Friday, February 01, 2008

Big Apple for the teachers

Today is noteworthy for several reasons, besides being payday. You may have noticed that I've renamed this blog- partly because of a general trend of using my formal name (Thomas) with all my esl-related work, and with more of my life in general. People still call me Tom, of course, and I don't want that to change- yet I find that when I sign things, and when I present myself to the world, in particular the esl world- I'm more often using Thomas. And I'm trying to give the blog a general makeover- partly because I'm going to start using it to present a consistent philosophy about language learning and teaching that I've been propagating through my writing. I actually got started writing, and got into the habit, by blogging- and because that was deliberately informal, I used small letters, and used "tom"...well, things change, and this just did. More changes on their way.
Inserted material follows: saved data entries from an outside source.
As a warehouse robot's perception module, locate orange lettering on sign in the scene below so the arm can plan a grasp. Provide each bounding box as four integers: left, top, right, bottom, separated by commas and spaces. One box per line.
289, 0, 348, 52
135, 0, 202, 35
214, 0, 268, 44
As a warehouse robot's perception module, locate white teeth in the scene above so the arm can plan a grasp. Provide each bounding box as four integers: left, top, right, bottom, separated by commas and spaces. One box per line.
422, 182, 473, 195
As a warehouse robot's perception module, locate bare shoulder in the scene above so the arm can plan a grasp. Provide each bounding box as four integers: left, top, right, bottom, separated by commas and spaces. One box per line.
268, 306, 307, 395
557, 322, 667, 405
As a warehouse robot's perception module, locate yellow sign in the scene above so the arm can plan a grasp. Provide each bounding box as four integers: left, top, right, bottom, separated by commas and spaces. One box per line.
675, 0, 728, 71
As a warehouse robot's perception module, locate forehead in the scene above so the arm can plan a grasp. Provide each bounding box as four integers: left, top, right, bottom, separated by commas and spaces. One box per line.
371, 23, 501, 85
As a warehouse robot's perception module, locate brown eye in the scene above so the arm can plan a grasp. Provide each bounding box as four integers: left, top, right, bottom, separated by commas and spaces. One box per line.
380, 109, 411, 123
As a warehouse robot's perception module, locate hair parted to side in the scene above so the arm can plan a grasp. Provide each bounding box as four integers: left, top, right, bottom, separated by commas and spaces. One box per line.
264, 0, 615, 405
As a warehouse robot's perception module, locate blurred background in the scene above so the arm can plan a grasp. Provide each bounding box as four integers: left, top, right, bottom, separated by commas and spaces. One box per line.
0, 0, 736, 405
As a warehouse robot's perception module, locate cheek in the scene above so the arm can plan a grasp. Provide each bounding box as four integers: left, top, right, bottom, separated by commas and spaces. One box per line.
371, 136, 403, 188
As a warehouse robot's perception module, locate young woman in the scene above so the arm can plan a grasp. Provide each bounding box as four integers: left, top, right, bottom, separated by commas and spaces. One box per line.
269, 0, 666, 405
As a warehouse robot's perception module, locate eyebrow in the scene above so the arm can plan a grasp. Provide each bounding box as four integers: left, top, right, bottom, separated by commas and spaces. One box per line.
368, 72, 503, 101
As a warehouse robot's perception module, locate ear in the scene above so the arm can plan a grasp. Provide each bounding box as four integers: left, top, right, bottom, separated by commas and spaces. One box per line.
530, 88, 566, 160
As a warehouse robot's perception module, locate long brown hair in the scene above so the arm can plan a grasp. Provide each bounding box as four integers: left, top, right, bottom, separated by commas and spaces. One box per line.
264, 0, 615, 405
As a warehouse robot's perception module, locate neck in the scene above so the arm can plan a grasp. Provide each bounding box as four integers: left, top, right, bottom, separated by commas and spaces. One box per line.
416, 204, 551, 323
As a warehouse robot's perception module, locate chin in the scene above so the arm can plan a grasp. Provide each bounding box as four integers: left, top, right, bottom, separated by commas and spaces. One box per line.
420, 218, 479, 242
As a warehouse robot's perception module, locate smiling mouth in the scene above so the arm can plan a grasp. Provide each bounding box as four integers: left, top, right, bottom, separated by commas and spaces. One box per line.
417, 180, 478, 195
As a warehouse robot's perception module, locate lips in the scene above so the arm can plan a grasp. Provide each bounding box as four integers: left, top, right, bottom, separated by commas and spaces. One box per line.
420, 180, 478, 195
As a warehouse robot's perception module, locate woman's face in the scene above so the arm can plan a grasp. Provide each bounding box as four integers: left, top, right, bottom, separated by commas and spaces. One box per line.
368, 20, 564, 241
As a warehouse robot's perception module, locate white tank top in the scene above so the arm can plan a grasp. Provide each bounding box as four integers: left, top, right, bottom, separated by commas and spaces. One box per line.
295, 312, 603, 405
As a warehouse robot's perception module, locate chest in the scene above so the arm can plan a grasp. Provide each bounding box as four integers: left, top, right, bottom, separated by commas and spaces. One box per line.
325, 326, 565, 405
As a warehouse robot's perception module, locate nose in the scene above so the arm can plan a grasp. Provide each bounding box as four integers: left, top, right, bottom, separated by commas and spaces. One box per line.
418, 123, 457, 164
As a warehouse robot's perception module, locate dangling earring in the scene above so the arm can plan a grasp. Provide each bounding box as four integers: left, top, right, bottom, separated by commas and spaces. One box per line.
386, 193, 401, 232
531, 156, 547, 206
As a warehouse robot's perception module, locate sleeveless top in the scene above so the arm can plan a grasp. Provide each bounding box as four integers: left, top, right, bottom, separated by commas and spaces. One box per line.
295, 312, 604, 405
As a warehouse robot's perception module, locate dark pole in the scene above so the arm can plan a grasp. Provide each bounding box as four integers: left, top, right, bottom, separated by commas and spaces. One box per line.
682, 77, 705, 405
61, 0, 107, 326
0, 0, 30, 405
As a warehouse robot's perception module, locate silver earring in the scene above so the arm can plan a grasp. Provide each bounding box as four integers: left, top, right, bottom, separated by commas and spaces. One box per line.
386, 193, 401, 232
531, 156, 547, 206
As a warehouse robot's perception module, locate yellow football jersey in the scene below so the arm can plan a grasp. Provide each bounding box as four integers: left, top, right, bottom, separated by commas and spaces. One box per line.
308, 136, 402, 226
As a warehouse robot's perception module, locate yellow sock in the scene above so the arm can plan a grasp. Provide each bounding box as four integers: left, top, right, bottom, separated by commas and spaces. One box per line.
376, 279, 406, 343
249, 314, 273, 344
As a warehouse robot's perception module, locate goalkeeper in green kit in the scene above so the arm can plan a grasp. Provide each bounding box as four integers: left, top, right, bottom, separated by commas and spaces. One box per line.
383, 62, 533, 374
But the point of this post is this. Recently an siuc grad became incoming president of the TESOL organization, at the same time the huge TESOL Convention is planning for its upcoming bash in none other than New York City. As a regular presenter I've been looking forward to this one, wishing I could plan my presentations a little more or better, but also somewhat awed by the fact that I'm off to the big apple itself to do this. It better be good! This also will be in April, and, as we know, April rocks! But it's also gotten me to mull over what this convention has meant to me over the years, and, what the organization itself has meant. I hope to do a series on this, if I can come up with enough useful to say: I think TESOL and its members need to speak up a little, I'm just a little shy. I'm getting over it though. My sister, a musician who actually lives there, has performed the Empire State Building, if I'm not mistaken. The Sheraton may be the closest I get to going uptown, playing the Garden myself. But, in its own kind of way, going to New York is also like coming home. This is because going there involves going through, or at least flying over, all of the places where I grew up: Ohio, Pennsylvania, western New York state; that busy, windy, polluted kind of feeling gives me a kind of excitement, a foot on the gas that I have only rarely experienced since I moved out here to the wide-open, hilly river valleys something like thirty years ago....I'm inclined to take my banjo, but the darned case doesn't stay shut, and there's way too much trouble in the airports these days. Forgive the ramble....I'll bring details; I hope to meet up with old friends there, and hope, also, to have time to at least say hello.